All’apice del successo come nel baratro del fallimento Sergio si è sempre dimostrato generoso di cuore con gli affetti, la famiglia e gli amici; crede fermamente che ci sia una forza misteriosa, qualcosa di divino che ricompensa i comportamenti virtuosi, che ci arricchisce e ci rende più umani. Questa semina darà i suoi frutti quando il suo primogenito, con la consapevolezza ormai di un adulto, gli dona il suo gruzzoletto, pregandolo di accettarlo per ripartire nell’immobiliare e di farlo lavorare con lui. Per i suoi figli, Emanuele e Margherita, per Antonella, ha la forza di ripartire e l’esperienza vissuta diventa ora un plus che rende unico il suo modo di agire, di lavorare.

A questo nuovo sprone si unisce il destino, un altro treno per una nuova destinazione: Dubai.

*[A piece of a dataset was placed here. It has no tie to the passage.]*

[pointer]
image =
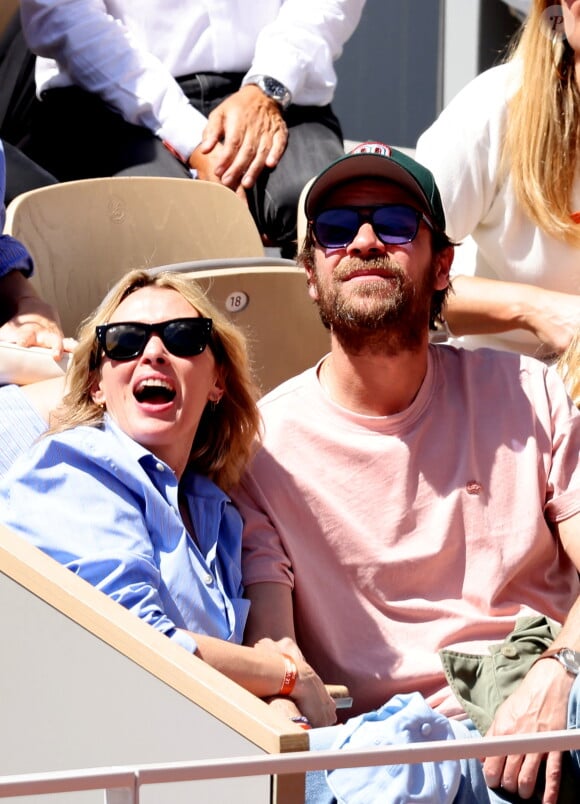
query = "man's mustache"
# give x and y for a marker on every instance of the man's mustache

Nel 2015 un vecchio amico, che conosce le sue qualità professionali, gli propone di vendere immobili negli Emirati; dopo qualche tentennamento, intuito e curiosità hanno la meglio e si lancia in questo progetto. È il treno giusto. Da qui un’escalation di opportunità ponderate, di idee nuove e personalizzate secondo uno stile tutto suo gli permetteranno di far esplodere i suoi talenti, quelli fioriti tra le lacrime più amare. Raggiunge un grande successo, questa volta solido e vivo, frutto di tenacia e amore, ma soprattutto conseguenza di una visione, di un sogno presente in lui fin da bambino, oggi tangibile e proiettato al futuro. La storia di Sergio Alberti è per tutti quelli che difendono un sogno e che hanno il coraggio di giocarsi senza risparmio con tutto il cuore. “Seguite i vostri sogni con tutta la forza che avete e se cadete, rialzatevi, una, due, tre volte sino a che non toccherete con mano i traguardi che avete sognato da sempre!”